Según la doctrina constitucional, para que pueda proceder una tutela contra una sentencia judicial resulta necesario que se cumplan a cabalidad todos y cada uno de los siguientes requisitos de procedibilidad: (1) La cuestión que se pretende discutir a través de la acción de tutela debe ser una cuestión de evidente relevancia constitucional.

(2) Sólo procede si han sido agotados todos los mecanismos ordinarios de defensa judicial salvo que se trate de evitar un perjuicio irremediable. (3) La acción no procede cuando el actor ha dejado de acudir a los medios ordinarios de defensa judicial. (4) La tutela sólo procede cuando la presunta violación del derecho fundamental en el proceso judicial tiene un efecto directo y determinante en la decisión de fondo adoptada por el juez.

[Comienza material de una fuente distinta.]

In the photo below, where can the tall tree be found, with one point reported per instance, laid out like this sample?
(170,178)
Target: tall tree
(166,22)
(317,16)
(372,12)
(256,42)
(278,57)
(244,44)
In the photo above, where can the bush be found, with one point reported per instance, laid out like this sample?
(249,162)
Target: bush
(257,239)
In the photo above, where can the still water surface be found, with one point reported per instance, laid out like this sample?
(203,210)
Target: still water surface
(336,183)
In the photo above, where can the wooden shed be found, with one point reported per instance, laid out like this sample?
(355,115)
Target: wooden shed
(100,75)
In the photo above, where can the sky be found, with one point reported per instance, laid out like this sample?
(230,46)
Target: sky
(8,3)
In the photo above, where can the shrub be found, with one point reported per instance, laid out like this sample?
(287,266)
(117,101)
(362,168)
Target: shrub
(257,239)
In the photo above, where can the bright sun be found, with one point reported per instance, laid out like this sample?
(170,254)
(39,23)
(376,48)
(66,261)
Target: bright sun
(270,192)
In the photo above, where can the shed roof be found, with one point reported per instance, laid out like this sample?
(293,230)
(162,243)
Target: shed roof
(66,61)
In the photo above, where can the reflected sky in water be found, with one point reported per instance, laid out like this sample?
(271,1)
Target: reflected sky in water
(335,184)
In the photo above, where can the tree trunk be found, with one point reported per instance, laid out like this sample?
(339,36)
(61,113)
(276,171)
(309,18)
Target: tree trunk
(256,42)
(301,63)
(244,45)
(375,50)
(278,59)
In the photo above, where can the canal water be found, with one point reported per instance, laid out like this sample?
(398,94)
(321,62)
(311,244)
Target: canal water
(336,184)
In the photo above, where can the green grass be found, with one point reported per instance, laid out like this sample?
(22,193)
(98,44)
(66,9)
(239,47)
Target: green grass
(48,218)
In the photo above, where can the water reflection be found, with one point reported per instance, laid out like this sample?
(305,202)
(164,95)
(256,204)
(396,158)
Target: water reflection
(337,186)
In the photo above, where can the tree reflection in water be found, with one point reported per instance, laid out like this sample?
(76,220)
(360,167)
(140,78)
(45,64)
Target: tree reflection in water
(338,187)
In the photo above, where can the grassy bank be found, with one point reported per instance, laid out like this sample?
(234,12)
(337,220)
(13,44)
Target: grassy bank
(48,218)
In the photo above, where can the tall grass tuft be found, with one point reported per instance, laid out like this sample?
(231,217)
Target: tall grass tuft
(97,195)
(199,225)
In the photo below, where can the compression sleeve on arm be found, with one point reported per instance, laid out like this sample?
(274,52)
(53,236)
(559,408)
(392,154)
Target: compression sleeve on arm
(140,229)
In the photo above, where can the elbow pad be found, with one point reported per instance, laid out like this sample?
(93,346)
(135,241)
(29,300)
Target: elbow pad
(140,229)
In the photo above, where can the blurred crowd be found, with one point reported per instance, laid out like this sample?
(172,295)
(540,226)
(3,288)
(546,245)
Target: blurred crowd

(5) En la tutela contra sentencias corresponde al actor identificar con claridad la acción u omisión judicial que pudo dar lugar a la vulneración, así como el derecho vulnerado y las razones de la violación. (6) El juez de tutela no puede suplantar al juez ordinario. (7) La tutela contra una decisión judicial debe interponerse ante el superior funcional del juez que profirió la decisión impugnada.

Si se dirige contra la Fiscalía General de la Nación, se repartirá al superior funcional del Juez al que esté adscrito el Fiscal. Lo accionado contra la Corte Suprema de Justicia, el Consejo de Estado o el Consejo Superior de la Judicatura, Sala Jurisdiccional Disciplinaria, será repartido a la misma corporación y se resolverá por la Sala de Decisión, Sección o Subsección que corresponda.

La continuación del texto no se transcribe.